Imaging alone often cannot confirm exactly what a mass is, so a tissue sample is usually needed. The two main approaches are:

  • Ultrasound-guided needle biopsy through the airway (EBUS): A thin scope is passed through the mouth into the airways, where a small ultrasound probe guides a needle through the airway wall into the mass or nearby lymph nodes. This is typically done as an outpatient procedure under moderate sedation. It detects mediastinal disease with 85 to 94% sensitivity and near-perfect specificity. Complications are uncommon: minor bleeding occurs in 1 to 2% of cases, collapsed lung in less than 1%, and infection in under 0.5%.
  • Mediastinoscopy: A small incision is made at the base of the neck, and a scope is inserted to directly visualize and biopsy tissue. This requires general anesthesia and a hospital stay. Sensitivity ranges from 86 to 90%, with specificity of 99 to 100%. The overall complication rate is 3 to 5%, with risks including bleeding (up to 1%), collapsed lung (1 to 3%), and nerve injury affecting the voice (1 to 2%).

For masses that are difficult to reach through these methods, surgeons may use video-assisted thoracoscopic surgery or a CT-guided needle biopsy through the chest wall.
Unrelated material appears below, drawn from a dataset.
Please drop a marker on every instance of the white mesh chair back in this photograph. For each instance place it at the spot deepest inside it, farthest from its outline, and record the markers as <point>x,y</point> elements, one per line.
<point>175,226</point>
Treatment Depends on the Type

There is no single treatment for mediastinal masses because the category includes such a wide range of conditions. Treatment is tailored to the specific diagnosis.

Benign cysts that cause no symptoms may simply be monitored with periodic imaging. If they grow or press on surrounding structures, surgical removal is straightforward and usually curative.

Thymomas are primarily treated with surgery. Prognosis is generally favorable: five-year survival is about 96% for stage I disease and 95% for stage II, dropping to around 85% for stage III, where the tumor has grown into surrounding structures. Even at ten years, survival remains 89% for early-stage disease. More advanced or aggressive thymic tumors may also need radiation or chemotherapy after surgery.

Lymphomas in the mediastinum are treated with chemotherapy, often combined with targeted radiation. Treatment approaches have evolved to shrink the radiation field over time. Rather than irradiating large areas of the chest, current techniques focus radiation only on the originally involved lymph nodes. This shift has significantly reduced long-term side effects like heart disease and secondary cancers while maintaining the same effectiveness at controlling the tumor.

Neurogenic tumors in the posterior mediastinum are typically removed surgically. Most schwannomas and neurofibromas are benign and don’t recur after complete removal. Malignant neurogenic tumors, which are uncommon, may require additional radiation or chemotherapy.

Germ cell tumors vary: mature teratomas are cured with surgery alone, while malignant germ cell tumors need chemotherapy, sometimes followed by surgery to remove any remaining mass.